Português: Análise da cena 5 do ato I de Hamlet

sábado, 10 de fevereiro de 2024

Análise da cena 5 do ato I de Hamlet


    A revelação do fantasma de que o velho rei Hamlet foi assassinado pelo próprio irmão, Cláudio, mostra como a ambição pelo poder pode levar algumas pessoas a cometer os crimes mais hediondos. Por outro lado, revela que a corte e a nobreza dinamarquesas estão corruptas e degradadas, pois parece que a ascensão de Cláudio ao trono com base no crime foi bastante fácil e não obteve grande oposição ou objeto de questionamento. Tal como ainda hoje sucede, com os casos de compadrio, corrupção (ou da chamada cunha), que se acumulam por todo o lado, o sistema político e de governo da Dinamarca parecem ser particularmente vulneráveis a este tipo de atos criminosos. Assim sendo, Marcelo parece ter acertado no alvo quando afirmou, na cena anterior, que algo estava podre no reino da Dinamarca. De facto, algo está: o sistema político, a governação, o caráter e a integridade da monarquia.

    O pedido de vingança que o fantasma dirige ao jovem príncipe – justiça retributiva – levanta questões relevantes. De facto, tal pedido seria considerado, hoje em dia, um crime e um ato condenável a todos os títulos. Tal não era o caso na época em que a ação decorre, visto que o gesto de matar o assassino do próprio pai seria não só aceite, como até esperado, e estaria intimamente ligado às ideias de família, honra e dever. Deste modo, é evidente que o jovem Hamlet sentirá, a partir desta cena e do encontro com o espectro, a pressão de concretizar o seu pedido. Não o fazer mancharia a sua reputação e deixaria o nome da família por vingar.

    Juntamente com essa pressão, ou fazendo parte integrante dela, estão outras questões, como, por exemplo, quando e como executar a vingança. De facto, assassinar um rei não é uma tarefa simples e fácil de executar. Além disso, a revelação do fantasma vem confirmar as suspeitas do jovem príncipe, que sempre desconfiou da postura do tio. Teria ele pressentido desde sempre o seu caráter e a sua participação no crime? Seja como for, agora que ouviu da boca do fantasma do próprio pai a verdade, não lhe restará outra alternativa se não executar a vingança.

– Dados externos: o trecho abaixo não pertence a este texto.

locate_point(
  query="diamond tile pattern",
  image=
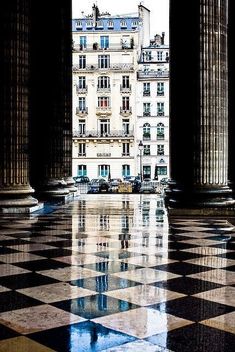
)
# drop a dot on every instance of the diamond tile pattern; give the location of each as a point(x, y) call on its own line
point(108, 273)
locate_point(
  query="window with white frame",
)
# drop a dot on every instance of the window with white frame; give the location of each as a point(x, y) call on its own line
point(82, 170)
point(81, 127)
point(82, 61)
point(160, 149)
point(81, 149)
point(160, 109)
point(104, 42)
point(126, 170)
point(160, 131)
point(103, 102)
point(103, 61)
point(160, 88)
point(125, 149)
point(146, 150)
point(81, 82)
point(125, 103)
point(104, 127)
point(83, 42)
point(103, 82)
point(103, 170)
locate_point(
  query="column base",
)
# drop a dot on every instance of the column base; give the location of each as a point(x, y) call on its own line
point(199, 197)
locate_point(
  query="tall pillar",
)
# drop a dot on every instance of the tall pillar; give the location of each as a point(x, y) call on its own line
point(199, 105)
point(15, 189)
point(51, 109)
point(231, 92)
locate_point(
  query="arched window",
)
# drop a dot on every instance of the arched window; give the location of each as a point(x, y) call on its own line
point(160, 131)
point(146, 131)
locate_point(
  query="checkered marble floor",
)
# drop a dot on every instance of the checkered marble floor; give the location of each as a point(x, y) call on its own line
point(109, 273)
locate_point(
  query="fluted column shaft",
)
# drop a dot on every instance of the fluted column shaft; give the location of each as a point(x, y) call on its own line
point(51, 109)
point(199, 117)
point(15, 189)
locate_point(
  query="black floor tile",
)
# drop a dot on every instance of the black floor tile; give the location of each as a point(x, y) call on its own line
point(15, 282)
point(42, 264)
point(187, 285)
point(193, 308)
point(12, 300)
point(195, 338)
point(182, 268)
point(82, 337)
point(103, 283)
point(95, 306)
point(6, 333)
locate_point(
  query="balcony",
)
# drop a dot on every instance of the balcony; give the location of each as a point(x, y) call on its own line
point(146, 93)
point(152, 74)
point(103, 110)
point(82, 112)
point(125, 90)
point(81, 90)
point(124, 67)
point(104, 90)
point(126, 111)
point(146, 113)
point(93, 134)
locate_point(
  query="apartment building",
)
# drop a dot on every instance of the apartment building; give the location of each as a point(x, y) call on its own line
point(152, 123)
point(106, 50)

    Por último, as novas informações permitem estabelecer um paralelo entre Hamlet e Fortinbras, dado que ambos viram os seus pais morrer recentemente e, embora em circunstâncias diferentes, ambos se sentem pressionados a vingá-los.

    Como fica a rainha Gertrudes no meio deste imbróglio? Determinadas referências, ao longo da cena, ao incesto permitem concluir que, na ótica do fantasma do seu ex-marido, a monarca se está a comportar de forma imoral, desde logo pelo facto de ser casado com o irmão do próprio marido, portanto seu cunhado até ficar viúva. Além disso, há a considerar a questão de Gertrudes não ter esperado muito tempo desde a morte do primeiro esposo para voltar a casar. Podemos interrogar-nos: porquê? Desconfiaria ela do até então cunhado e recearia ser a próxima vítima se se opusesse aos seus intentos? Ou tratar-se-ia apenas do caso de uma mulher que vive no seio de uma sociedade governada por homens, que, portanto, não possui uma voz livre e independente e que é pressionada (ou, pelo menos, se espera tal) a casar novamente? Tendo tudo isto em conta, a fúria do fantasma dirigida a ela (que o leva a dizer ao filho que não estenda a vingança à mãe, para que seja ele próprio a exercê-la no Céu) ou é justificada porque o espírito sabe algo que mais ninguém conhece, ou não tem em consideração as pressões que uma mulher na sua situação e posição social sofreria e às quais seria difícil resistir.

    Por último, a finalizar a cena, Hamlet diz a Marcelo e Horácio que não estranhem o seu comportamento nos próximos dias, o que se justifica pela conversa que manteve com o fantasma e tudo o que dela resultou ou resultará. Quem agiria da mesma forma que dantes depois de ter recebido tais notícia?